Just this week, more reports emerged detailing how China is using the coronavirus pandemic to crack down on Christian house churches. The Family Research Council’s Bob Fu explained the situation to CBN News:
[Chinese President] Xi Jinping’s portrait was even put on the church pulpit along with Chairman Mao and the first line item of worship by the government-sanctioned church before COVID-19 was to sing the Communist Party national anthem.
If the Chinese government cannot crush Christianity altogether, it will attempt to reshape it in the image of the Chinese Communist Party.
News also surfaced this month that low-income Christian families are pressured to abandon their religious practices before they receive government aid.
Local officials in one province told Christians to stop attending church services and instructed them to hang portraits of Mao Zedong and Jinping in their homes. One woman even lost her financial aid after she said “thank God” upon receiving her small monthly stipend.
At Thursday’s hearing, Pompeo once again reiterated that China’s abuses against Uighur Muslims is the “stain of the century.”
The most recent horrors committed against Uighurs to be exposed is China’s efforts to limit Uighur births. New research estimates that hundreds of thousands of Uighur women have been subjected to mandatory pregnancy checks, forced sterilization, and even forced abortion.
One Uighur woman who worked at a hospital recounted witnessing forced abortions:
The husbands were not allowed inside. They take in the women, who are always crying. Afterwards, they just threw the fetus in a plastic bag like it was trash. One mother begged to die after her 7-month-old baby was killed.
Such tragic accounts are a grave reminder of the suffering Uighurs endure every day in China.
And while as many as 3 million Uighurs languish in “reeducation” camps, the Chinese government has been putting many of these arbitrarily detained victims to work in its forced labor program.
As China seeks to financially profit from its vast internment camp system, American companies, consumers, and politicians should be making every feasible effort to avoid funding these atrocities.
In what is often described as the “open-air prison” of Xinjiang, advanced surveillance technology is used to track and control ordinary people as they go about their day.
Unfortunately, American technology companies have directly and indirectly aided the Chinese government in its use of technology to repress the Uighur people.

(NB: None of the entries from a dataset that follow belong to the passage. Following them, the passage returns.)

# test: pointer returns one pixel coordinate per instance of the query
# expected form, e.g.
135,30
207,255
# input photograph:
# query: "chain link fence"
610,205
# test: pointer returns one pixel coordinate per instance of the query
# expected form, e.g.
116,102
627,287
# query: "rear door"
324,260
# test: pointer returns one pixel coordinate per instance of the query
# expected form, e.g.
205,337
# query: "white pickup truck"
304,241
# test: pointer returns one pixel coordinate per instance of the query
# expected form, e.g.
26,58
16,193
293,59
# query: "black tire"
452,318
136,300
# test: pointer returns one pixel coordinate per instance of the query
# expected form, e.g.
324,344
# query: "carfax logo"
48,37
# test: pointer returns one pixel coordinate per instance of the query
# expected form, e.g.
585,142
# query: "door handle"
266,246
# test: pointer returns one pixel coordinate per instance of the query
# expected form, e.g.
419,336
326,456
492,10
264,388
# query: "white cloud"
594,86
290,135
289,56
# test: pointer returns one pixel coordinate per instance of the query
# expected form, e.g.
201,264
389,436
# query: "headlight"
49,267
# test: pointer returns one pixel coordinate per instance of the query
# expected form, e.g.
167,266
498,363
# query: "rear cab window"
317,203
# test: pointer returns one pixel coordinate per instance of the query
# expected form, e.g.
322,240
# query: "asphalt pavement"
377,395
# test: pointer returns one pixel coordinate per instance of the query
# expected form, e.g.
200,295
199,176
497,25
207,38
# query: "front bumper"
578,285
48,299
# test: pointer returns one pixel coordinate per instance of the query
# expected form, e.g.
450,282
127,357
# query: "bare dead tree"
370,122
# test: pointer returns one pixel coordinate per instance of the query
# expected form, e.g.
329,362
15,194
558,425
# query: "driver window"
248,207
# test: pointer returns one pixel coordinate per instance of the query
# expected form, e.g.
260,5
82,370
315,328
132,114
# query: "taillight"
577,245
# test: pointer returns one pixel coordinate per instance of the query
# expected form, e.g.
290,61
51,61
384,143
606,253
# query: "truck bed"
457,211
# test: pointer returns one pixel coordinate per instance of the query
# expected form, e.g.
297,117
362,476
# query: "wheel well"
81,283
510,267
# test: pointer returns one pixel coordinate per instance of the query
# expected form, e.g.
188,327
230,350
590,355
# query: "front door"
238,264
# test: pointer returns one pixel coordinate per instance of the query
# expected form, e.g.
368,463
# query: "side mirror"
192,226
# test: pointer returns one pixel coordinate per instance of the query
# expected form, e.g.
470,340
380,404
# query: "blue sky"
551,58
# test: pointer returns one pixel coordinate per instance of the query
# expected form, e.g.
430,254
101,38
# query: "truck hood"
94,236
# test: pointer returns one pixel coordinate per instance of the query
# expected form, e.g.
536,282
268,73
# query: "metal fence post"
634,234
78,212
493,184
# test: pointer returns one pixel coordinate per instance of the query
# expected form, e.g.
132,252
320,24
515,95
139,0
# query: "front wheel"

And major technology companies, including Apple, have been linked to forced labor in Xinjiang as well.
Reports of the Chinese government’s repression of religion continue to get worse, even when it seems that’s not possible.
The Trump administration’s effort to expose China’s abuses, spearheaded by Pompeo, is important work. Nothing will change until the world knows about it. Now that China’s repression is out in the open, it is time for free countries around the world to join with the United States in pushing back on China’s oppressive agenda.